B. Rumusan Masalah Berdasarkan uraian dari latar belakang dapat disimpulkan permasalahan penelitian adalah “Apakah ada hubungan faktor-faktor yang meliputi: umur, lama menyemprot, masa kerja, frekuensi penyemprotan, penggunaan alat pelindung diri dan arah penyemprotan dengan aktifitas cholinesterase dalam darah petani di desa Sigedong Kecamatan Bumijawa Kabupaten Tegal”.
C. Tujuan Penelitian 1. Tujuan Umum Untuk mengetahui faktor-faktor yang mempengaruhi peningkatan aktifitas cholinesterase dalam darah petani di Desa Sigedong Kecamatan Bumijawa Kabupaten Tegal. 2. Tujuan Khusus Mengidentifikasi dan menganalisis hubungan umur, lama bekerja, masa kerja, frekuensi penyenprotan, penggunaan APD dan arah penyemprotan
dengan
aktifitas cholinesterase dalam darah petani.
D. Manfaat Penelitian 1. Bagi Peneliti Peneliti dapat mengetahui pengaruh beberapa faktor dalam penyemprotan pestisida pada petani melalui pengukuran cholinesterase dalam darah.

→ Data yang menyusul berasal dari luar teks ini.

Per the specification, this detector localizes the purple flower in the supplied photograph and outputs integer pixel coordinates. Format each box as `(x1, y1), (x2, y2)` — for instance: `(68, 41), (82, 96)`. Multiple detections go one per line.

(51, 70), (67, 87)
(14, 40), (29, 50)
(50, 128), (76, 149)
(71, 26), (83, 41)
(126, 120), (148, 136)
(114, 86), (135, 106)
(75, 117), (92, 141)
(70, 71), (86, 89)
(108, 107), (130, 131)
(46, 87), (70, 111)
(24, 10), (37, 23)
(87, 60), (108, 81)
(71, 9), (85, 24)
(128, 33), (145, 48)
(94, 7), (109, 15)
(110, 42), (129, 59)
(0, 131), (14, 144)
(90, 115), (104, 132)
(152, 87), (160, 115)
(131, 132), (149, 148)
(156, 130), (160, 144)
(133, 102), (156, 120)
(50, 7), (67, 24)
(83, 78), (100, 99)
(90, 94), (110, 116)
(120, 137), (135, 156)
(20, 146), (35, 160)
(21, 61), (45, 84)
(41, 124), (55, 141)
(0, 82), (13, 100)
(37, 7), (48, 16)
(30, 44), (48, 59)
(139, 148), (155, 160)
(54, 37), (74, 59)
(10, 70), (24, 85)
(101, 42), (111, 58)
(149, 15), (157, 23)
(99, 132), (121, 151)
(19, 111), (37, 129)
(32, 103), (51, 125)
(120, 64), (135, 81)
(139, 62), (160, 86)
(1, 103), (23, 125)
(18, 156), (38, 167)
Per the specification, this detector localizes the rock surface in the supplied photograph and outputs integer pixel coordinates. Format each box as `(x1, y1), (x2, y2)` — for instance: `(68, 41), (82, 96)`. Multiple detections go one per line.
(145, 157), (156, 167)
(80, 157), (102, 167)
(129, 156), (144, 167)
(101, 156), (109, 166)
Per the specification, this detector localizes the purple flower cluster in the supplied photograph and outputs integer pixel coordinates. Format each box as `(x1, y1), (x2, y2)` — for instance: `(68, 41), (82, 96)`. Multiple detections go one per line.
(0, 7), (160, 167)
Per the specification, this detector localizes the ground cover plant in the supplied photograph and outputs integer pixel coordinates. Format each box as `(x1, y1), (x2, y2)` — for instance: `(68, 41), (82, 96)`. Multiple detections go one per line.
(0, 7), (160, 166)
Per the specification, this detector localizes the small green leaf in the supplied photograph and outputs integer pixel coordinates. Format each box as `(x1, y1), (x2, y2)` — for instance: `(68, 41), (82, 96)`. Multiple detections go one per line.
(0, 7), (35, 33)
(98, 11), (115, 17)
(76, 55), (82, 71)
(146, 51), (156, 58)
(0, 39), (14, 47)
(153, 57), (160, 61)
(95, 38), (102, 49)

2. Bagi Instansi/program/Institusi Dapat digunakan sebagai masukan mengenai kasus keracunan bagi Puskesmas Bumijawa sehingga dapat dilakukan tindakan preventif, promotif, kuratif dan rehabilitatif. 3. Bagi Masyarakat Untuk memberikan masukan kepada petani penyemprot di Desa Sigedong Kecamatan Bumijawa bahwa pestisida dapat menimbulkan keracunan dan bahaya bagi kesehatan apabila kurang tepat dalam penggunaannya.
E. Bidang Ilmu Bidang kajian yang berhubungan dengan penelitian ini adalah bidang Ilmu Kesehatan Masyarakat khususnya kesehatan dan keselamatan kerja.